Comme prévu, François Ozon était bien au Festival du Film de l’Outaouais (FFO) ce 23 mars pour la projection de son film “Grâce à Dieu”. On l’a vu en avant-première après avoir entendu le réalisateur se confier aux médias à l’Ambassade de France d’Ottawa. Morceaux choisis.
“Il y a une très forte réponse sur le film, on sent que les gens se sentent concernés, c’est très émouvant”, a confié le réalisateur dont le film, sorti le 20 février 2019 en France, a déjà été vu par plus de 800 000 spectateurs. “Ce n’est pas un film contre l’Église, c’est un film qui devrait aider l’Église à se transformer (…). Je suis très heureux, j’ai fait un film citoyen qui appelle au débat (…)”, a rapporté François Ozon, conscient qu’il y a une “vraie colère” à avoir contre les institutions en général.

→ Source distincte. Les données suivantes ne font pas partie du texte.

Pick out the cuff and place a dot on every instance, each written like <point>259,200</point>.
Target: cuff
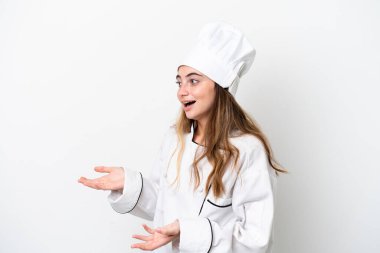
<point>124,201</point>
<point>195,235</point>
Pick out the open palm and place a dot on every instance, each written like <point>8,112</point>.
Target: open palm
<point>157,237</point>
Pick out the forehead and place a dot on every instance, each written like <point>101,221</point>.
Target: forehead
<point>185,70</point>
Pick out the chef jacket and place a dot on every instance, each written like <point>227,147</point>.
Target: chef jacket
<point>240,221</point>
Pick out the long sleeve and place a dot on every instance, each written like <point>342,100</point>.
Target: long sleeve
<point>250,227</point>
<point>139,195</point>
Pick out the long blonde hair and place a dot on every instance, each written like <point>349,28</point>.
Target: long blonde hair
<point>226,116</point>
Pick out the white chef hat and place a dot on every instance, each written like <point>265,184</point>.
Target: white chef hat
<point>222,53</point>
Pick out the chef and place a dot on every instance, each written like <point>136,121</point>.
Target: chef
<point>212,186</point>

“Dans mon film, il s’agit de l’Eglise mais ça pourrait être le milieu du sport, de l’Éducation nationale ou de la famille : 80% des actes de pédophilie se passent d’abord au sein des familles. Mais ce qui était intéressant avec l’Eglise, c’est de voir qu’elle essaie de se protéger avant de protéger les enfants et c’est ça qui est scandaleux. Puisque le message du Christ c’est de protéger les plus faibles (…). C’est ce que je voulais montrer et dénoncer (…)”.

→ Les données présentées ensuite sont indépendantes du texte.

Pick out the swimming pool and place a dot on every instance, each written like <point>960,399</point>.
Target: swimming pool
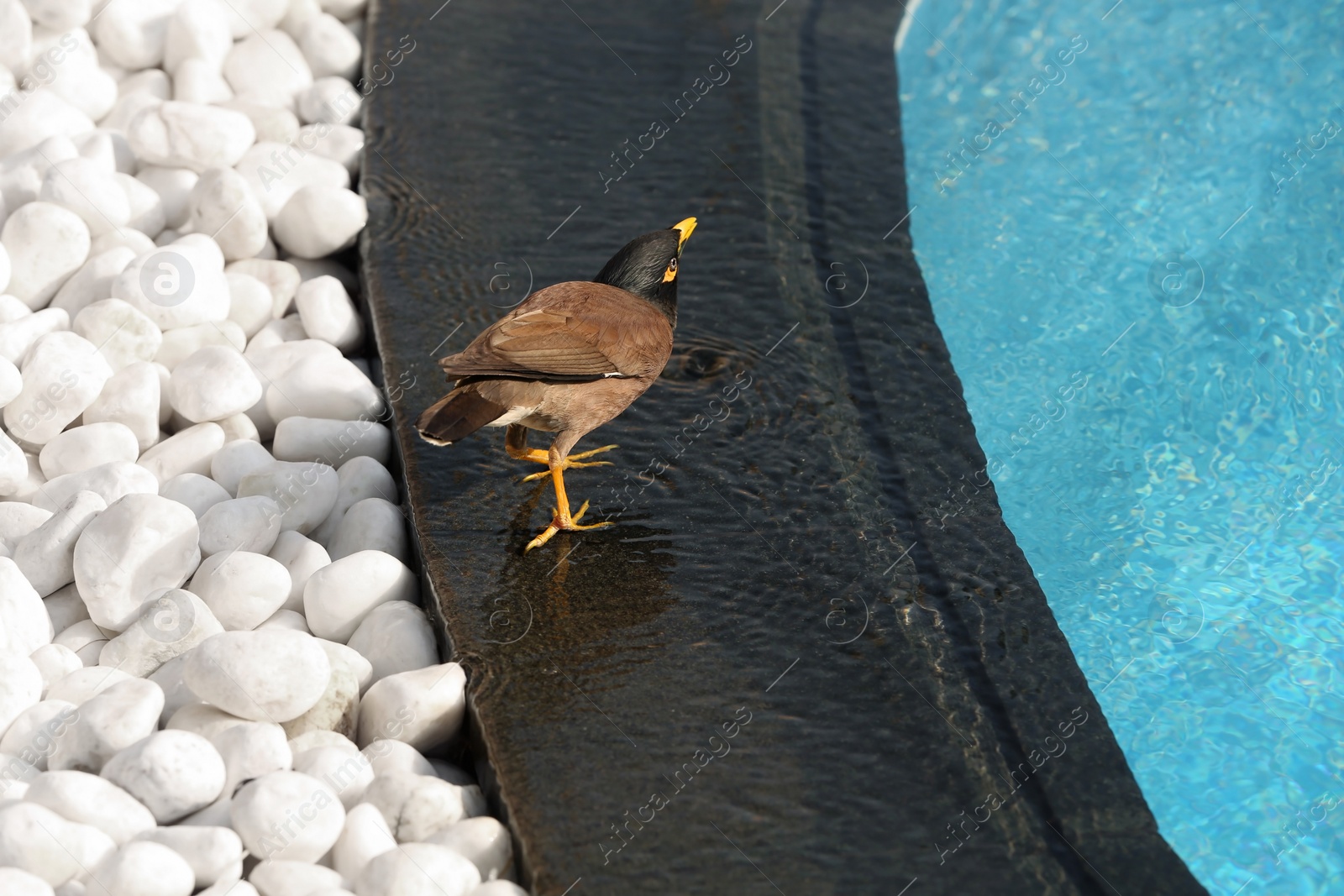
<point>1129,217</point>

Il confiait aussi ici vouloir “montrer l’état de sidération des enfants qui sont abusés. (…) Ils sont sous emprise et se jettent dans la gueule du loup sans s’en rendre compte. C’est une fois adultes, qu’ils comprennent l’horreur de la réalité qu’on leur a fait subir.”
“Je suis resté à 98% proche de la réalité”

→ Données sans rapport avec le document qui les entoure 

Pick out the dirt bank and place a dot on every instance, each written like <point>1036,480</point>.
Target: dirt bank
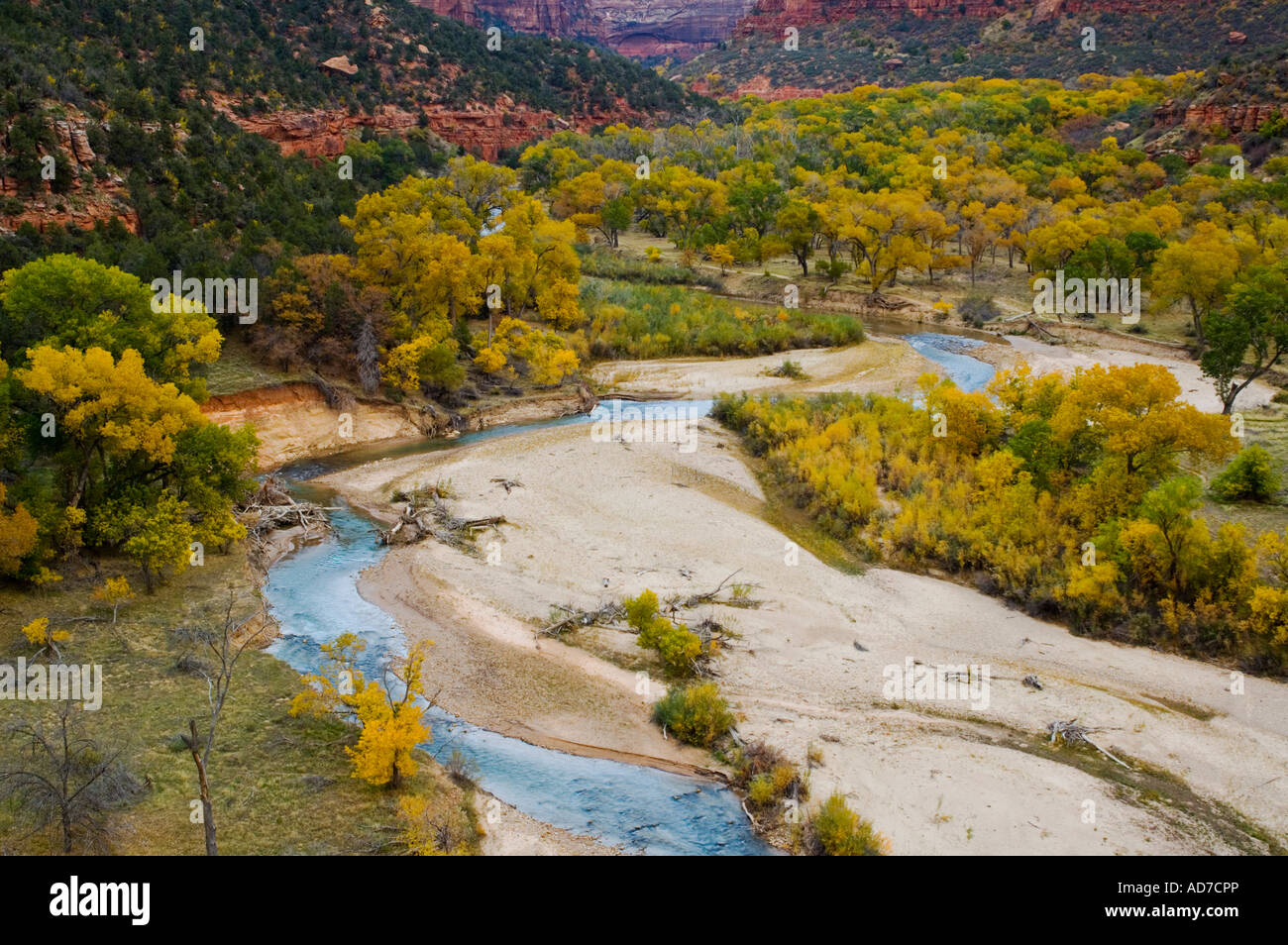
<point>294,421</point>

Son idée de départ ? Parler de la fragilité masculine. “J’ai fait beaucoup de films avec des femmes fortes, là j’avais envie de montrer des hommes en souffrance, brisés dans leur enfance et d’inverser un peu les choses. (…) Un enfant abusé, c’est une bombe à retardement qui touche toute la cellule familiale”, a expliqué François Ozon qui, pour la première fois, a dû réaliser une enquête journalistique. “Je me suis rendu compte que la réalité était une très bonne scénariste. Tout ce que j’apprenais, et qui c’était réellement passé, était tellement incroyable que je n’avais pas besoin de scénariser ou de fictionnaliser : juste raconter les faits était assez révélateur. Je suis resté à 98% proche de la réalité. Il aurait été hypocrite de transformer les choses”, raconte le réalisateur, fier d’avoir pu rendre publique l’intimité des victimes suites à ces agressions mais aussi toutes les répercussions qu’a eu la libération de leur parole sur leur entourage.
“Mon film s’arrête en 2016 mais j’ai déjà la possibilité de faire la suite !”, a confié celui qui prévoit d’abord de faire un film plus léger. “J’en ai besoin”, a conclu François Ozon qui espère que “Grâce à Dieu” ouvrira le débat aux quatre coins du monde. “Au Canada, je sais qu’il y a eu beaucoup de scandales autour des enfants autochtones. Alors j’espère que mon film rencontrera ici aussi un vrai accueil.”
Le film s’inspire de l’affaire du père Preynat, mis en cause pour des actes de pédophilie remontant à 1986 et que le cardinal Barbarin aurait couvert. Avec une affaire toujours en cours devant les tribunaux français, le film a créé une controverse sans précédent et l’avocat du père Preynat a même demandé le report de sa sortie. La justice française a statué et a autorisé sa sortie en France en février dernier.
Le film “Grâce à Dieu” prendra l’affiche le 5 avril partout au Québec.